Error during parsing of djvu text layer to produce metadata leads to page offset in ProofreadPage extension.
For this file,: https://commons.wikimedia.org/wiki/File:Philosophical_Transactions_-_Volume_053.djvu
parsing of some pages when text is loaded from file to metadata fails.
Metadata of djvu files contain the text layer of pages.

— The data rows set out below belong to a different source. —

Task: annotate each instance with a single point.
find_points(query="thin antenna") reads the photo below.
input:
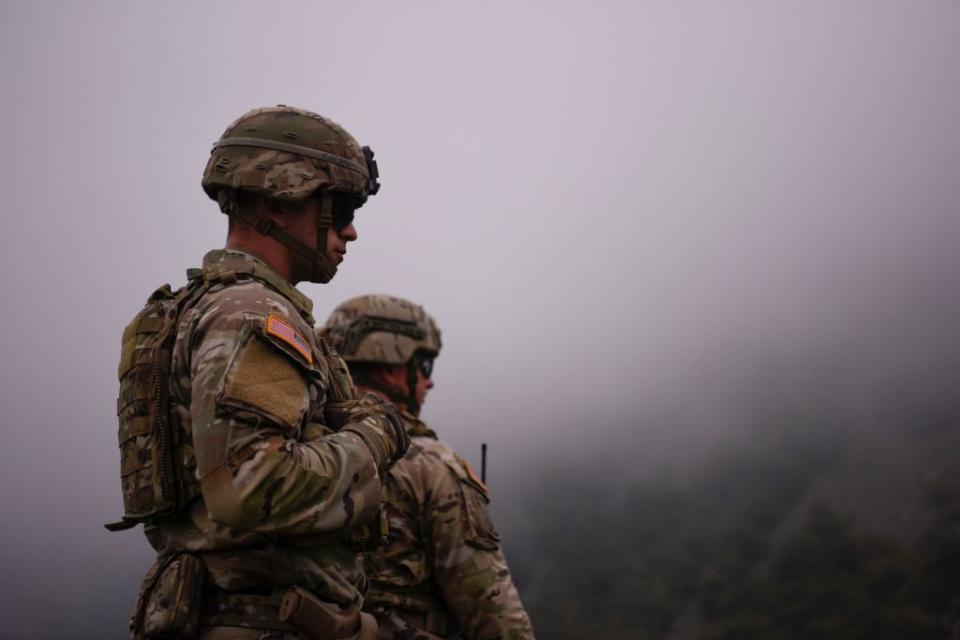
(483, 463)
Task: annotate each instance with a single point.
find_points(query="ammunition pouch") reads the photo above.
(170, 604)
(295, 611)
(321, 620)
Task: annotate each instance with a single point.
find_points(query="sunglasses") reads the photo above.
(425, 364)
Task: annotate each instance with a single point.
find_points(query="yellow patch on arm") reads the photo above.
(263, 379)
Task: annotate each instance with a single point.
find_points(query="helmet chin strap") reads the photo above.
(322, 269)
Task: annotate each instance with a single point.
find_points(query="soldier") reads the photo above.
(245, 451)
(441, 573)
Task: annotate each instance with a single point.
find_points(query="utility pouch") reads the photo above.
(175, 604)
(317, 619)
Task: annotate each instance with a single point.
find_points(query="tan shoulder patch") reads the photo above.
(264, 380)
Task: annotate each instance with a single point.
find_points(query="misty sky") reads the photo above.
(605, 205)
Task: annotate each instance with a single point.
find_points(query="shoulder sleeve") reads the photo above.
(252, 392)
(467, 561)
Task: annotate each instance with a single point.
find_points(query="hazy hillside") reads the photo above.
(832, 514)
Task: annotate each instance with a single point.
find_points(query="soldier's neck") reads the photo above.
(271, 252)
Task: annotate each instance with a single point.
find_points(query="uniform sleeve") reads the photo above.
(469, 565)
(249, 399)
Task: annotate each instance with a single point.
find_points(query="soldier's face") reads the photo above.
(424, 384)
(304, 226)
(337, 239)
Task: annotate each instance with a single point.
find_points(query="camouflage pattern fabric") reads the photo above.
(381, 328)
(281, 490)
(287, 175)
(442, 573)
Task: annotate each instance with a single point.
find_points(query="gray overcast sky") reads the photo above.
(599, 202)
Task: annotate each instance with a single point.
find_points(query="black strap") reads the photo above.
(292, 148)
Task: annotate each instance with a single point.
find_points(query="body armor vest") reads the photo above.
(157, 462)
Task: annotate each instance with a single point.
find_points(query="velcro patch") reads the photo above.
(277, 326)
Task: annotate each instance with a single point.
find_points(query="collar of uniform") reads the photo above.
(223, 260)
(415, 426)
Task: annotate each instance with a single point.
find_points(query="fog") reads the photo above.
(636, 223)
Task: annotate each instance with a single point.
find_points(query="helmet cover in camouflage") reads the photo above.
(381, 328)
(289, 154)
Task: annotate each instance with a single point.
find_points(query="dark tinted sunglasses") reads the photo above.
(425, 364)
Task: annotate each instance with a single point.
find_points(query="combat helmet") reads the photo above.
(291, 154)
(381, 329)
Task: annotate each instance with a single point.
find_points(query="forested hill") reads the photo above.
(835, 515)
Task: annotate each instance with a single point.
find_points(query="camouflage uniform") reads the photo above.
(442, 572)
(280, 477)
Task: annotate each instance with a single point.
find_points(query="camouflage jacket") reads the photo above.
(441, 573)
(280, 490)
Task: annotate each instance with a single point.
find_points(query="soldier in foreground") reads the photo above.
(246, 452)
(441, 573)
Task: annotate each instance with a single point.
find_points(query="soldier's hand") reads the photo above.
(377, 422)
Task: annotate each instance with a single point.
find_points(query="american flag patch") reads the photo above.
(277, 326)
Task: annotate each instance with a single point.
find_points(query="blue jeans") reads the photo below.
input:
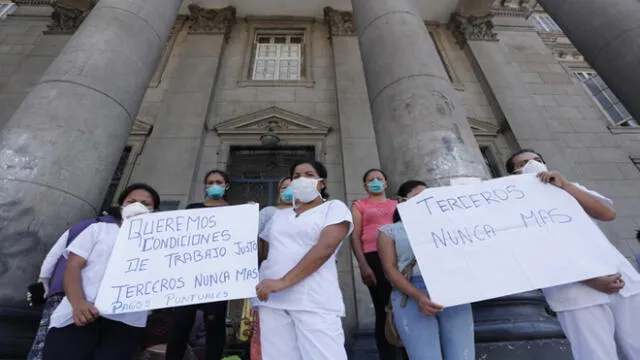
(447, 335)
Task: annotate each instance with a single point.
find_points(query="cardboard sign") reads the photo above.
(501, 237)
(178, 258)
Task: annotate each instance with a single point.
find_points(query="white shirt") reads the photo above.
(94, 244)
(290, 238)
(578, 295)
(50, 261)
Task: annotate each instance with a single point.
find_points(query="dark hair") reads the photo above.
(282, 181)
(364, 177)
(403, 191)
(510, 166)
(319, 168)
(140, 186)
(224, 174)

See https://commons.wikimedia.org/w/api.php?action=query&prop=imageinfo&iiprop=metadata&titles=File:Philosophical_Transactions_-_Volume_053.djvu
The format of the metadata is as follows:
<?xml version=\"1.0\" ?> <!DOCTYPE DjVuXML PUBLIC \"-//W3C//DTD DjVuXML 1.1//EN\" \"pubtext/DjVuXML-s.dtd\"> <mw-djvu> <DjVuXML> <HEAD></HEAD> <BODY><OBJECT height=\"1500\" width=\"1201\"> <PARAM name=\"DPI\" value=\"300\" /> <-- One per page, they are actually as many as the pages <PARAM name=\"GAMMA\" value=\"2.2\" /> </OBJECT> ... <OBJECT height=\"1500\" width=\"1026\"> <PARAM name=\"DPI\" value=\"300\" /> <PARAM name=\"GAMMA\" value=\"2.2\" /> </OBJECT> </BODY> </DjVuXML> /DjVuXML> <DjVuTxt> <HEAD></HEAD> <BODY> <PAGE value=\"\" /> <-- One per page when OK, less if parsing fails. ... <PAGE value=\"\" /> </BODY> </DjVuTxt> </mw-djvu>
Evidence of parsing failure is the fact instead of a page, this is returned by the API.

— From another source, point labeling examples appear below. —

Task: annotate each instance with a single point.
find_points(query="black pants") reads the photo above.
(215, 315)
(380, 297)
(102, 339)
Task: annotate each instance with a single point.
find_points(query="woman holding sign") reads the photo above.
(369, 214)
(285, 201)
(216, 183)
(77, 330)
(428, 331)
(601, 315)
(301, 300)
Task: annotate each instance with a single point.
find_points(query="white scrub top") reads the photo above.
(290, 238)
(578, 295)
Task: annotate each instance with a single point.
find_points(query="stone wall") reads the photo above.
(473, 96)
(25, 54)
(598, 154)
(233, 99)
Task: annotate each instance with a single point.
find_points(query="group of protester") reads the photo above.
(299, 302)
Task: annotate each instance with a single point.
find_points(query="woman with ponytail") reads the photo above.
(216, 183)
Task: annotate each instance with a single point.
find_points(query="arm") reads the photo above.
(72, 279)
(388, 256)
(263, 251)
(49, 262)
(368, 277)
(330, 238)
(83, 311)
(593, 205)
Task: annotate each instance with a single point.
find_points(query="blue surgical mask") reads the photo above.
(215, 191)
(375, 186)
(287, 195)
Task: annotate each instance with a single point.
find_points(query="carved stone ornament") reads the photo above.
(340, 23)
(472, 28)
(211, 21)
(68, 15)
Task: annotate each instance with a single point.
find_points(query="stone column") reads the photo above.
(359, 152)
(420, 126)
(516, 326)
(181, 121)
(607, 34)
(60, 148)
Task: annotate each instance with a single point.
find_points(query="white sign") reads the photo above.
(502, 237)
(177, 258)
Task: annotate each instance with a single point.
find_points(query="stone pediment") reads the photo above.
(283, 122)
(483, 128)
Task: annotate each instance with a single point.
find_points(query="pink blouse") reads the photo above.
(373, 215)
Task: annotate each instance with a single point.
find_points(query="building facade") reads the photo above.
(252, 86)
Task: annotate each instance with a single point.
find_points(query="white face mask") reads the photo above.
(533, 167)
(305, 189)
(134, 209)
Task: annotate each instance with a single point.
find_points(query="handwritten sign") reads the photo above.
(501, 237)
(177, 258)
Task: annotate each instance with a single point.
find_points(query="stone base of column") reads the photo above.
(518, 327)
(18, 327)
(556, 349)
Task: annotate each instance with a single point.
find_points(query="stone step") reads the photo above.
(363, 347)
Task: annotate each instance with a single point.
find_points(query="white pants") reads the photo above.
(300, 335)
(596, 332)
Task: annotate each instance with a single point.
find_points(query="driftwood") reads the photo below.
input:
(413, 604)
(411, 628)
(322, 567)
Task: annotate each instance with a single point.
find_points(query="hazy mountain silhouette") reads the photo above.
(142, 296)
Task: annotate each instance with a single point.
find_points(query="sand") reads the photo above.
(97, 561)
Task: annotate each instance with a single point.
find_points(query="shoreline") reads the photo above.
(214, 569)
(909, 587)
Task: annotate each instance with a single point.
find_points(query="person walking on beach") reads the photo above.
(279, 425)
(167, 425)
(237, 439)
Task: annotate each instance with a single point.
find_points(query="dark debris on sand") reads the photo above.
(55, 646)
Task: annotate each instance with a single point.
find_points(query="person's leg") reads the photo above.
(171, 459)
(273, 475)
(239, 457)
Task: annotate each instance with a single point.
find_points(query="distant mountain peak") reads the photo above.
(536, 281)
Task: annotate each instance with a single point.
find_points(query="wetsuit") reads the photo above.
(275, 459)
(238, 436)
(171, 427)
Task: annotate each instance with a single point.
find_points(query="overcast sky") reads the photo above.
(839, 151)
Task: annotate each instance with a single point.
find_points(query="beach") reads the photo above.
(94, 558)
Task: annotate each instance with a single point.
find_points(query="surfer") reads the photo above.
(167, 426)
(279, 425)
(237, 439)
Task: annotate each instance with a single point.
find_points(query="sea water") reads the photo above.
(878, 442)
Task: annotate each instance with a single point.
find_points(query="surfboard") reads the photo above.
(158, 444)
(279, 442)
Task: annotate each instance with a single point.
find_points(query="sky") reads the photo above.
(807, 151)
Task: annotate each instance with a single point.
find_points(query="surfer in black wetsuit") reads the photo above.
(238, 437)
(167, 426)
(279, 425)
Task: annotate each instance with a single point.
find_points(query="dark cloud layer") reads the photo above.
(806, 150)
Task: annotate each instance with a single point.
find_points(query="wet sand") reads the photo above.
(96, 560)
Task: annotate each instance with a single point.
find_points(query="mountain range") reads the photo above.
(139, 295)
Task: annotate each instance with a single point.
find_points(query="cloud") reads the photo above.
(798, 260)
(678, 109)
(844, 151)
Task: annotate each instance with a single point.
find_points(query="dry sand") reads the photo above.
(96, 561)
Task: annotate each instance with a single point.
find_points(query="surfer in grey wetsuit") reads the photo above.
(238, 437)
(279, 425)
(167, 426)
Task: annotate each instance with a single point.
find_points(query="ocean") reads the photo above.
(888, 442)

<PAGE value=\"[ 30 ] ...... \" /> failed <--- ERROR! this is suposed to be page 51 <PAGE value=\"1 \u2666 \" />
So one page is lost and the text goes out of sync in ProofreadPage extension.
In this file there are 7 of such failures.
I checked the XML of page 51 and I got no error regarding tag structure.
Maybe an encoding error?!